The CX leader’s playbook is now brimful of methods, tech and tools to understand customers and their experiences. For many though, deep understanding; how customers think, feel and experience remains elusive. What’s changing this status quo is the rediscovery of customer journey mapping using qualitative research, analysis and visualisation to make sense of experiences that are becoming increasingly complex.
What to expect from a customer journey map
Firstly, for a little clarity. Customer journey mapping is the process of listening to understand the customer perspective, synthesising this data to understand its meaning, visualising what customers are thinking, feeling and doing, and using storytelling to communicate the customer’s experience.
The customer journey map represents the customer’s experience, clearly showing their physical, digital, human and non-human interactions. The journey can be as broad as all of the events in pre-purchase, usage and post-purchase stages or a deep-dive into a problematic stage of the customer’s experience.
Mapping the customer journey provides evidence of the experience; it’s the big picture. The map provides a visual of customers’ goals, unmet needs, painpoints and service gaps across each stage and step of their journey or relationship.
Journey maps also help everyone across the organisation understand what it is like to be a customer and importantly, what role they play in delivery; critical for aligning both customer-facing and non-customer facing employee teams. Additionally, a customer journey map is used as a framework for CX prioritisation of investment and resources and customer-centric decision making.
A customer journey map’s superpower
For executives and employees alike, visualising what customers are thinking, feeling and doing during their experience is the ‘aha moment’ in understanding customers. Emotions, how customers feel, have the power to connect — they enable us to feel what customers are feeling as if emotions were communicable.
Customer emotions on a journey map are expressed visually using an emotion graph. An emotion graph illustrates how customers feel at each interaction. Emotion icons or emoticons are a pictorial representation of facial expressions that indicate a particular emotion. They are used in conjunction with a graphic wave to represent the emotional highs and lows across the customer experience.
When CX leaders show and tell the customer story using the journey map, it has a profound effect — executives and employees lean in. They reach out and trace their fingers along the emotion graph, they read the customer verbatims to each other and they self-organise and huddle together in groups; sense-making, discussing the meaning and developing their understanding.
Customer journeys help us to perspective-take
Understanding the customer’s perspective, feeling what is like to be a customer can be thwarted by cognitive bias; mental shortcuts that speed up the ability to make judgments impacts our thinking, opinions and decisions.
Common prejudices such as conformation bias; the tendency to use information that confirms our existing beliefs, and the false consensus effect; the belief that others hold the same opinions that we do, influence our conclusions and can lead to bias in decision making.
When we look at something from a different perspective we can learn something new that we did not, or could not, otherwise have known. Perspective-taking enables leaders around the decision-making table to take into consideration customer goals, needs and perspectives; augmenting their assumptions and opinions with different ways to see the customer’s world.
However, customer perspective-taking requires more than assumptions about customers experiences. It requires deep discovery using qualitative research and analysis for insights that provide new points-of-view on the customer’s context, their attitudes and behaviours, and their experiences pre, during and post their relationship.
Using Voice of Customer surveys in the customer journeys
There are limitations in measuring CX with only Customer Satisfaction (CSAT) or Net Promotor Score (NPS) surveys.
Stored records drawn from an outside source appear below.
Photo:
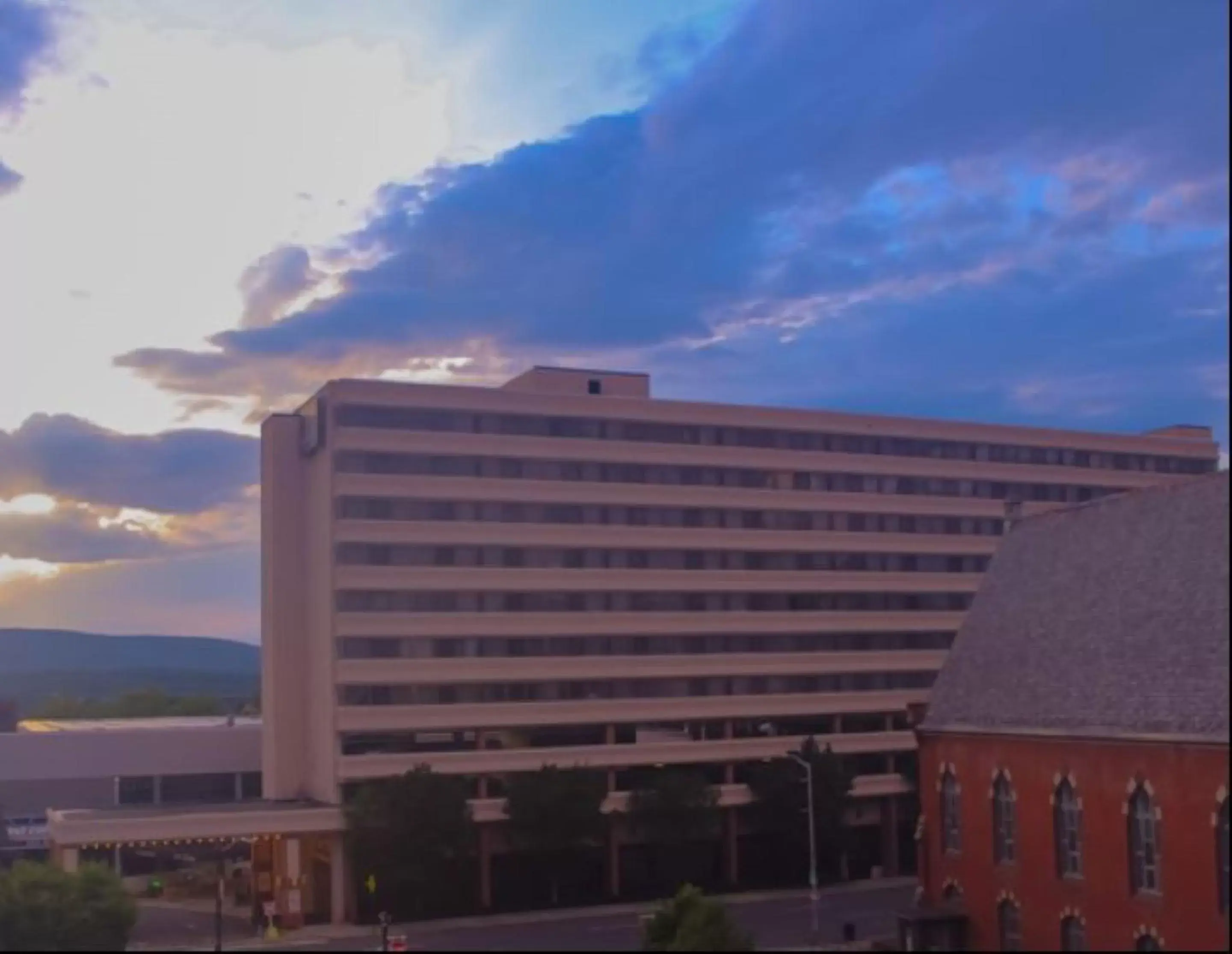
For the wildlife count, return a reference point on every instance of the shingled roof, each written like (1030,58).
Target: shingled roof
(1103,621)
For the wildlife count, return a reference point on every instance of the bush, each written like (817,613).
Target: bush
(46,909)
(690,921)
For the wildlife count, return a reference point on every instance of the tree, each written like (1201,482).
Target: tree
(46,909)
(780,805)
(679,806)
(690,921)
(415,836)
(557,810)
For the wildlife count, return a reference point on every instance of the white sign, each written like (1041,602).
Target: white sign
(30,832)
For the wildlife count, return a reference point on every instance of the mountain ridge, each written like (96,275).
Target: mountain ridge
(38,663)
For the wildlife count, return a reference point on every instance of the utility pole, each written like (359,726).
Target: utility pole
(219,901)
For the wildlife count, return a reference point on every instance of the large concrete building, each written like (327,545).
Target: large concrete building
(567,571)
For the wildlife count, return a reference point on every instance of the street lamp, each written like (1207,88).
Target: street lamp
(767,729)
(812,836)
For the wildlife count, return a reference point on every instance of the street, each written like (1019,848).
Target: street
(782,921)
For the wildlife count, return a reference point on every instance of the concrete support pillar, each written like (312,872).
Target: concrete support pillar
(291,894)
(732,832)
(486,867)
(337,880)
(614,856)
(890,837)
(610,740)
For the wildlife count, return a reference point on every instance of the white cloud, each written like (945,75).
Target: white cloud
(152,193)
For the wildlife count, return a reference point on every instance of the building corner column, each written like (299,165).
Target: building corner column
(614,855)
(890,837)
(732,831)
(486,867)
(338,880)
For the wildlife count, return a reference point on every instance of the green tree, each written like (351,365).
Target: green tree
(557,811)
(690,921)
(415,836)
(46,909)
(780,805)
(679,806)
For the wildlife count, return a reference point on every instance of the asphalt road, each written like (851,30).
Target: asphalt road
(160,927)
(774,922)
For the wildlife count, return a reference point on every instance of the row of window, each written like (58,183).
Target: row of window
(421,648)
(397,600)
(1143,834)
(194,788)
(580,689)
(386,508)
(546,737)
(1073,931)
(688,476)
(366,416)
(551,558)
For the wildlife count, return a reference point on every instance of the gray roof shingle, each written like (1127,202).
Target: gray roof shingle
(1107,619)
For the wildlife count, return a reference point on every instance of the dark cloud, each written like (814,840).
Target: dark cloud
(196,594)
(272,282)
(178,471)
(27,31)
(822,160)
(73,535)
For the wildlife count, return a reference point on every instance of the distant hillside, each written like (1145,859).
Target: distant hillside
(40,663)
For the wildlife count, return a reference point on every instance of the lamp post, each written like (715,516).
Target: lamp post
(812,836)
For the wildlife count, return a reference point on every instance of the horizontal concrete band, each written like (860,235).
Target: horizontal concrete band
(588,712)
(499,670)
(647,754)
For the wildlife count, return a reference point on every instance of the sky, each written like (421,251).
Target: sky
(1014,212)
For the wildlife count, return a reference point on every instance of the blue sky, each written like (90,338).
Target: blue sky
(1012,212)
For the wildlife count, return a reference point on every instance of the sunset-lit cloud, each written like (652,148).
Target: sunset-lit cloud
(1013,212)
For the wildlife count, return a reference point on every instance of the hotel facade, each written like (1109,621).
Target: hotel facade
(567,571)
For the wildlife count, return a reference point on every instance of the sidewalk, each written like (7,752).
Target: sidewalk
(327,933)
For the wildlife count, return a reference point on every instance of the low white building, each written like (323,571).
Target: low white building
(122,762)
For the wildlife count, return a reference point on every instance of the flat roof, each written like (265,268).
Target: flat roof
(172,811)
(114,725)
(172,824)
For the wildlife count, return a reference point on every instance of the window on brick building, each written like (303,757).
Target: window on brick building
(950,840)
(1067,830)
(1010,926)
(1144,842)
(1003,820)
(1221,848)
(1073,933)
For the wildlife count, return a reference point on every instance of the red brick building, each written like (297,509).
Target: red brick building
(1075,757)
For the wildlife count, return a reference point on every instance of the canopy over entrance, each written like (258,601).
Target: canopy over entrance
(299,862)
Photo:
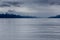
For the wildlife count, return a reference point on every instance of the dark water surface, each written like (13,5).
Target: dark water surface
(30,29)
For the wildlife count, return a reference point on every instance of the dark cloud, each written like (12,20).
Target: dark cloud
(41,1)
(54,2)
(10,3)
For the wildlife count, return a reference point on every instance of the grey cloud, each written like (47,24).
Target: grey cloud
(54,2)
(10,3)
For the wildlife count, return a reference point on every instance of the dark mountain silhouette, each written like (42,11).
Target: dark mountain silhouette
(58,16)
(7,15)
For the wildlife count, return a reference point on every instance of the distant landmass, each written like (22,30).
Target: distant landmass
(57,16)
(6,15)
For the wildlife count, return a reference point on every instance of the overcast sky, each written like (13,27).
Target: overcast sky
(42,8)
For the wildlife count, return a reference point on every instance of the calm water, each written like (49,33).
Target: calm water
(29,29)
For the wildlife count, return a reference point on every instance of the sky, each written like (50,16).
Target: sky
(40,8)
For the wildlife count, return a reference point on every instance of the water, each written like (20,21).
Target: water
(30,29)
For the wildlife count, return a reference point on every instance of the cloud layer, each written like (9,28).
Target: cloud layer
(43,8)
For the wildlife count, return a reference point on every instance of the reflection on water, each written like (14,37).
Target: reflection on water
(29,29)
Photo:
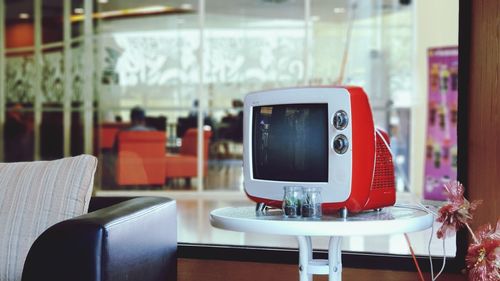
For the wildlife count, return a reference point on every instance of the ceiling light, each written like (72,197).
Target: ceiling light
(339,10)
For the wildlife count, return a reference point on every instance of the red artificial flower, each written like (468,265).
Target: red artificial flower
(483,255)
(457,212)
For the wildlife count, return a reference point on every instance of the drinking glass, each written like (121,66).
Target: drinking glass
(292,201)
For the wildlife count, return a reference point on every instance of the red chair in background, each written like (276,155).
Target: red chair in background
(184,164)
(107,134)
(141,158)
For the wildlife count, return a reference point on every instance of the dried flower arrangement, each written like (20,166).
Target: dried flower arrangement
(483,254)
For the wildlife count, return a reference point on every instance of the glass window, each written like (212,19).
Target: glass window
(189,67)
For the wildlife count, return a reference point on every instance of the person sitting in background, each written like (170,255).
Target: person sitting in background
(138,120)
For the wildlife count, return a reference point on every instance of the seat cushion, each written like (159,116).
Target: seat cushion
(35,196)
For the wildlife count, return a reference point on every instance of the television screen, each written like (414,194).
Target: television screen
(290,142)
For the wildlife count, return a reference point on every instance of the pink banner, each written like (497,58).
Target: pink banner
(441,142)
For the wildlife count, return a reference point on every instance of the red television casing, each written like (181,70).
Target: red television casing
(372,181)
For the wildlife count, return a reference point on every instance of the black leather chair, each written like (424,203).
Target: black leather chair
(135,239)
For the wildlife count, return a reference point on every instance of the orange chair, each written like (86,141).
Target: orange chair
(107,134)
(184,164)
(141,158)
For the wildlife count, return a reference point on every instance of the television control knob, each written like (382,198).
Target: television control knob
(340,144)
(340,120)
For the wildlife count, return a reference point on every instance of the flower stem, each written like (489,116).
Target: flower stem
(472,233)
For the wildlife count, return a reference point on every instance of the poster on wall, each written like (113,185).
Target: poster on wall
(441,141)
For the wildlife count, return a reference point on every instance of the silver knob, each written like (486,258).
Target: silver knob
(340,144)
(340,120)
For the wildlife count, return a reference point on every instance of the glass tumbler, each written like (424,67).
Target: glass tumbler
(292,201)
(311,204)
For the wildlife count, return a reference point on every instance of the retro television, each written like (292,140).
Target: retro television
(316,136)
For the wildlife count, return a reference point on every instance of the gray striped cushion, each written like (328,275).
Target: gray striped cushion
(33,197)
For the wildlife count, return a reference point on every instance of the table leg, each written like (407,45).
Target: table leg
(335,259)
(305,256)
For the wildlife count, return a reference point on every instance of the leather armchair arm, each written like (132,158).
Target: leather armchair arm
(132,240)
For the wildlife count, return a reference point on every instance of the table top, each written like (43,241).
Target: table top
(389,220)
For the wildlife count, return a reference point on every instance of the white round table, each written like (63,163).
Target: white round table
(389,220)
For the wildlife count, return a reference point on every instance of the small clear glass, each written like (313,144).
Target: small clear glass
(292,201)
(311,203)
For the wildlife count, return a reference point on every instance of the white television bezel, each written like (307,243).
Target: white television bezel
(338,186)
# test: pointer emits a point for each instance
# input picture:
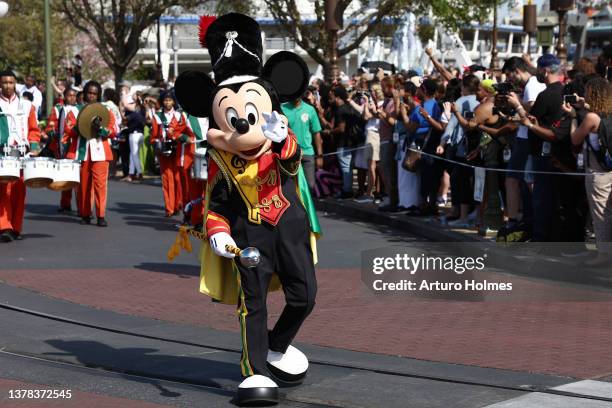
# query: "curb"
(425, 227)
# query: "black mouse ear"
(193, 90)
(288, 73)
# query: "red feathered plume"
(205, 22)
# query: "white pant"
(136, 140)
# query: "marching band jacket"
(79, 146)
(21, 127)
(56, 124)
(162, 121)
(196, 131)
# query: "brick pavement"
(529, 333)
(78, 399)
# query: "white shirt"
(19, 111)
(531, 92)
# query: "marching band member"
(196, 130)
(55, 129)
(95, 155)
(20, 128)
(168, 125)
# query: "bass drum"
(200, 165)
(38, 171)
(10, 169)
(67, 175)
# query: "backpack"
(604, 155)
(605, 133)
(355, 128)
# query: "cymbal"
(91, 118)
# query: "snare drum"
(38, 171)
(200, 165)
(67, 175)
(10, 169)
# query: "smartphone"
(571, 99)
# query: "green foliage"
(235, 6)
(22, 42)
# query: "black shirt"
(343, 113)
(547, 109)
(135, 121)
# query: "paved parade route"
(124, 269)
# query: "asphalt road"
(118, 278)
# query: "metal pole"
(175, 51)
(561, 49)
(494, 61)
(48, 67)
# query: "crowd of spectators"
(524, 151)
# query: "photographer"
(459, 142)
(425, 131)
(522, 75)
(493, 131)
(546, 110)
(388, 118)
(372, 104)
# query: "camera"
(358, 95)
(500, 104)
(504, 88)
(571, 99)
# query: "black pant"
(124, 155)
(462, 183)
(285, 250)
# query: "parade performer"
(56, 124)
(166, 127)
(254, 198)
(196, 130)
(18, 127)
(95, 156)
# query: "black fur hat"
(234, 44)
(235, 47)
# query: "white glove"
(274, 128)
(218, 242)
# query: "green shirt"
(304, 122)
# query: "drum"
(38, 171)
(10, 169)
(200, 165)
(67, 175)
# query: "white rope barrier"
(337, 152)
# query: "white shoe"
(290, 367)
(257, 389)
(460, 223)
(385, 201)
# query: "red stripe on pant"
(12, 205)
(94, 179)
(66, 199)
(196, 190)
(171, 184)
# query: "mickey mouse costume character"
(254, 198)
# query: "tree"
(363, 19)
(116, 26)
(22, 42)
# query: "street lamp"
(48, 69)
(561, 7)
(494, 61)
(333, 23)
(3, 8)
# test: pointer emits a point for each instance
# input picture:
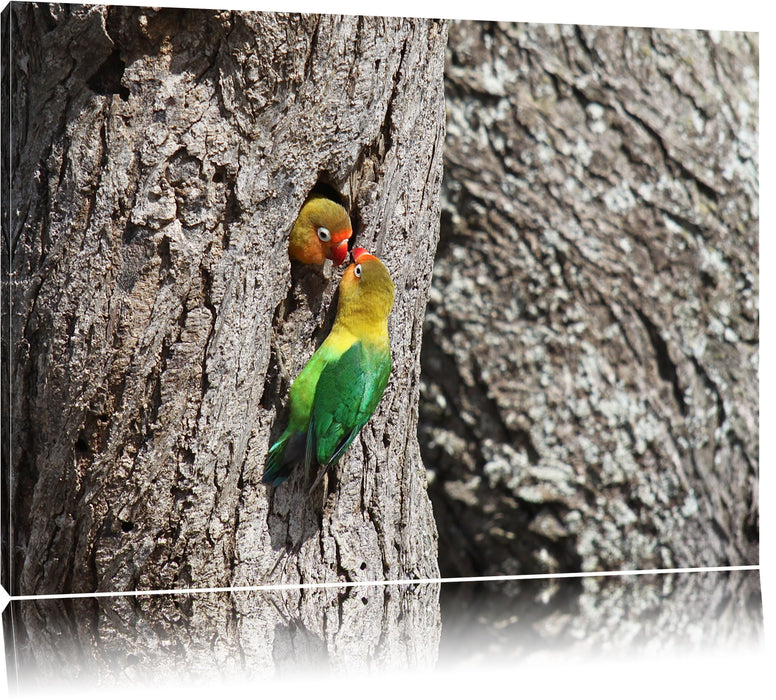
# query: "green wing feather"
(346, 396)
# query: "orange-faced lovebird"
(339, 388)
(321, 231)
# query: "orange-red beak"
(338, 253)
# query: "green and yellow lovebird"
(321, 231)
(339, 388)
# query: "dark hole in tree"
(107, 79)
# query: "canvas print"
(297, 304)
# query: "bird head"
(321, 231)
(366, 287)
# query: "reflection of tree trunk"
(226, 636)
(510, 621)
(591, 343)
(159, 159)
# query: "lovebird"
(321, 231)
(339, 388)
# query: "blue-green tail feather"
(282, 457)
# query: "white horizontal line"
(402, 582)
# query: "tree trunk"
(159, 158)
(591, 345)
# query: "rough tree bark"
(159, 158)
(591, 346)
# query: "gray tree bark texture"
(590, 354)
(160, 157)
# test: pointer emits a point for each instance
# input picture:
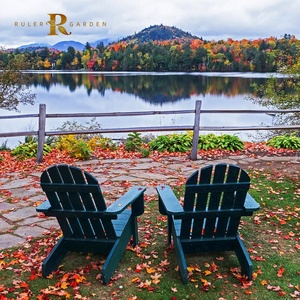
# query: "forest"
(186, 54)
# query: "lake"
(74, 92)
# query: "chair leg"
(181, 260)
(244, 259)
(55, 257)
(135, 231)
(116, 254)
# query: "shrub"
(172, 143)
(101, 142)
(28, 149)
(230, 142)
(77, 147)
(81, 150)
(223, 141)
(285, 141)
(4, 146)
(133, 142)
(75, 126)
(208, 142)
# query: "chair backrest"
(213, 201)
(71, 190)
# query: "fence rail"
(196, 127)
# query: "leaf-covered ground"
(149, 271)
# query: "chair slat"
(76, 200)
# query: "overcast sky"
(210, 19)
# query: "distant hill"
(64, 45)
(158, 33)
(152, 33)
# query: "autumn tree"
(15, 84)
(283, 93)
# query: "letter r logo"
(53, 23)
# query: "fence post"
(41, 132)
(193, 155)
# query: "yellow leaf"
(190, 269)
(150, 270)
(64, 285)
(263, 282)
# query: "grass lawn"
(149, 271)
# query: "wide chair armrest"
(129, 198)
(168, 202)
(250, 205)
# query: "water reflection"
(155, 89)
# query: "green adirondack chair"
(76, 200)
(208, 221)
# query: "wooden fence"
(41, 133)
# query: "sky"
(24, 22)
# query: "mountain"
(34, 46)
(158, 33)
(104, 41)
(152, 33)
(64, 45)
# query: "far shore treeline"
(163, 48)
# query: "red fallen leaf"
(280, 272)
(258, 258)
(138, 268)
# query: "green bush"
(208, 142)
(223, 142)
(230, 142)
(133, 142)
(285, 141)
(4, 147)
(28, 149)
(106, 143)
(78, 148)
(172, 143)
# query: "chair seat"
(215, 199)
(75, 199)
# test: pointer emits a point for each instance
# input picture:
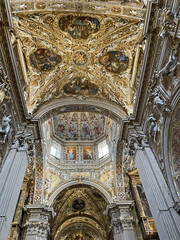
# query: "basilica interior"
(89, 120)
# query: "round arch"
(57, 106)
(86, 221)
(85, 182)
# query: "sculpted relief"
(114, 61)
(79, 27)
(80, 85)
(44, 59)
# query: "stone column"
(15, 227)
(166, 218)
(37, 225)
(11, 179)
(121, 220)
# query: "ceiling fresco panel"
(78, 49)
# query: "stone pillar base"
(37, 226)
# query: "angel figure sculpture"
(6, 126)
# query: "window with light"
(103, 149)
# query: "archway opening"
(80, 214)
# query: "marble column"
(11, 179)
(15, 227)
(122, 223)
(38, 220)
(166, 218)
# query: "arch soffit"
(104, 192)
(91, 223)
(102, 107)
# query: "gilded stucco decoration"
(58, 48)
(79, 126)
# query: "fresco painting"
(80, 85)
(79, 27)
(72, 131)
(114, 61)
(87, 153)
(80, 58)
(85, 131)
(44, 59)
(71, 153)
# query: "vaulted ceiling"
(78, 49)
(80, 211)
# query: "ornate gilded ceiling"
(79, 126)
(73, 49)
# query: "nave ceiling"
(84, 50)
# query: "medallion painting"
(85, 131)
(87, 153)
(114, 61)
(80, 85)
(70, 153)
(44, 59)
(60, 128)
(79, 27)
(80, 58)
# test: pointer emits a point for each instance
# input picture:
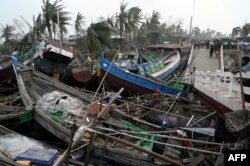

Typically, this data is captured at a customer touchpoint or transaction. There’s also growing customer fatigue with surveys and generally, lower response rates render this data statistically insignificant. As a metric, CSAT and scores also under-represent customers’ experiences. For example, a CX score doesn’t effectively measure customer emotion.
There are effective ways to use survey metrics that orientate the focus from a single touchpoint to the journey. The key is the deep discovery of the customers’ journey and then measuring the progress of customer goals such as paying an invoice or a stage of the journey such as onboarding. Another approach is using the metric pre and then post innovation to measure the level of success.
Discovering your customers’ world
Our customers’ world, how they live, work and socialise, is rapidly changing. Their journeys are more complex than can be measured using operational data, quantitative data and satisfaction scores alone. A deep discovery of how customers think, feel and experience, and mapping this complexity, enables new perspectives, new ways to see the customer’s experience and new ways to engage and connect the business through deeper understanding.